A Lotus River ouma has been busted by the City of Cape Town for running a huiswinkeltjie from her council flat.
The 71-year-old says she is shocked and heartbroken that she has to appear in court like a common criminal next week for trying to supplement her pension by selling bread and milk to her neighbours.
Ouma Francis Pretorius, who suffers from high blood pressure, was hospitalised after appearing in the Wynberg Magistrates’ Court in November after a City inspector told her she was violating the conditions of her lease agreement for her council flat in Oleander Court.
“I have lived here for 35 years and the shop is 30 years old now,” Francis explains.
“I started it to keep myself busy and continued after my husband died 20 years ago.
“I make a little money because I often give stuff away to help the community.

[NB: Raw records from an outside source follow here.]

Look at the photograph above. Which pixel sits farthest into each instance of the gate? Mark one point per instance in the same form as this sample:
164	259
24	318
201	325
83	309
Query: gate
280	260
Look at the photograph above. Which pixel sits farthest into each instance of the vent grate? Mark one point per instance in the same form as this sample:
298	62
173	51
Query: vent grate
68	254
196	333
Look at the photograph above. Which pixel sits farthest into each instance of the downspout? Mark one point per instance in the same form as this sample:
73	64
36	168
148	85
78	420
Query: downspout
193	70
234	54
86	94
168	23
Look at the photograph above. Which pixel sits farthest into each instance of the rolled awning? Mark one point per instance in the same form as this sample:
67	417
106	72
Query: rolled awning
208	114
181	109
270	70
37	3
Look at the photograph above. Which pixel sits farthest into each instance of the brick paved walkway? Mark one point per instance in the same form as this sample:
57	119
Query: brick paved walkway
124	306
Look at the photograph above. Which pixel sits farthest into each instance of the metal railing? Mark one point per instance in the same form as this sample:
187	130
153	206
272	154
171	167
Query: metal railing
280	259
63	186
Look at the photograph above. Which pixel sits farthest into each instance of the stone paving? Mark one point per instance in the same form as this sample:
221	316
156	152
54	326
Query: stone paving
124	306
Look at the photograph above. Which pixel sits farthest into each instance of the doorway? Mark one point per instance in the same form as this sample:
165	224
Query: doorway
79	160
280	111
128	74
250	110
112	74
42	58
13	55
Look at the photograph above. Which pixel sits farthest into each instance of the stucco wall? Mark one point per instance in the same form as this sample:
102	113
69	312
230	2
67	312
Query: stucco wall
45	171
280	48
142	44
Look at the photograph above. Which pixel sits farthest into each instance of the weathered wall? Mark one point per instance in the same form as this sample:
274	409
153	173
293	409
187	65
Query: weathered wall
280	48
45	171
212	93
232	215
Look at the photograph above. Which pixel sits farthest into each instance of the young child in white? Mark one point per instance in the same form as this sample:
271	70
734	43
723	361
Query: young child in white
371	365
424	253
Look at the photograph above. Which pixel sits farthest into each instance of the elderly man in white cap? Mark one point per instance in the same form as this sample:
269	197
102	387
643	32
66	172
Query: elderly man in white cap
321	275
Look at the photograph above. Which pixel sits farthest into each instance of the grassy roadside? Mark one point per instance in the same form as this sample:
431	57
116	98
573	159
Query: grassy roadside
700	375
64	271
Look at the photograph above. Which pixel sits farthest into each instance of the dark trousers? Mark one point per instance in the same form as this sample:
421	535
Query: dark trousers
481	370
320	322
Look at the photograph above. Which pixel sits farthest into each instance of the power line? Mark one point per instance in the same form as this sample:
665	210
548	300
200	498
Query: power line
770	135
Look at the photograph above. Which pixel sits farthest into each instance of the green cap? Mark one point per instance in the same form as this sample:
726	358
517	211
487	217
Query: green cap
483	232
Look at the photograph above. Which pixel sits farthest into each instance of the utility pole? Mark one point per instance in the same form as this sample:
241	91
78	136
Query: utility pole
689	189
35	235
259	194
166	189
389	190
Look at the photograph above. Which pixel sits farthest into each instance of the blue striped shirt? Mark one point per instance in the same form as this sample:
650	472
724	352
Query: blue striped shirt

Not once have I not paid my rent to the City.”
She says in 2018 she got a skrik when a City inspector arrived at her door telling her that complaints were received and she needed to close.
Last year Law Enforcement officers came to serve her with a summons to appear in court.
“Ek het groot geskrik and even the police lady that came here said she couldn’t believe I must go to court for this little stuff I am selling,” she says.
Grandson Emilio Adams, 27, says his frightened ouma appeared in court in November where she was told that she could continue to trade until her next appearance on 25 January.
But on Monday the inspector returned and demanded she close, saying “things would be bad for her” at the next court appearance.
“I can’t even sleep because I am so scared. I was shaking in court the first time and I can’t believe I must go back,” says the ouma.
“I only sell small stuff so I can buy electricity and so on and there are other shops in this area, but they don’t get closed. I put the stuff away and cleared the shop now.
“I am heartbroken because I will miss the children who come for sweets or a packet of chips”
Mayco member for Human Settlements Malusi Booi says the City issued the notice after numerous complaints were received from residents.
“Community complaints indicate residents feel unsafe due to the clientele allegedly attracted by the house shop,” he says.
“In addition, when renting a City-owned residential property, it is important to make sure that tenants abide by the rules of the lease agreement, and the City is entitled to enforce the conditions of the lease.
“City residential lease agreements prohibit these activities from taking place.
“The City received complaints as far back as 2014.”
However, the Daily Voice received two petitions with nearly 300 signatures calling for the winkeltjie to stay open.
Angry residents who spoke to the Daily Voice claim Booi is lying.
“He is being untruthful. We have not lodged complaints against the house shop and are furious that the elderly lady has to appear in court like a criminal,” one resident said.
“We don’t know what clientele he is referring to as nobody sits there.
“The City should take action against the gangsters selling drugs in the council flats.”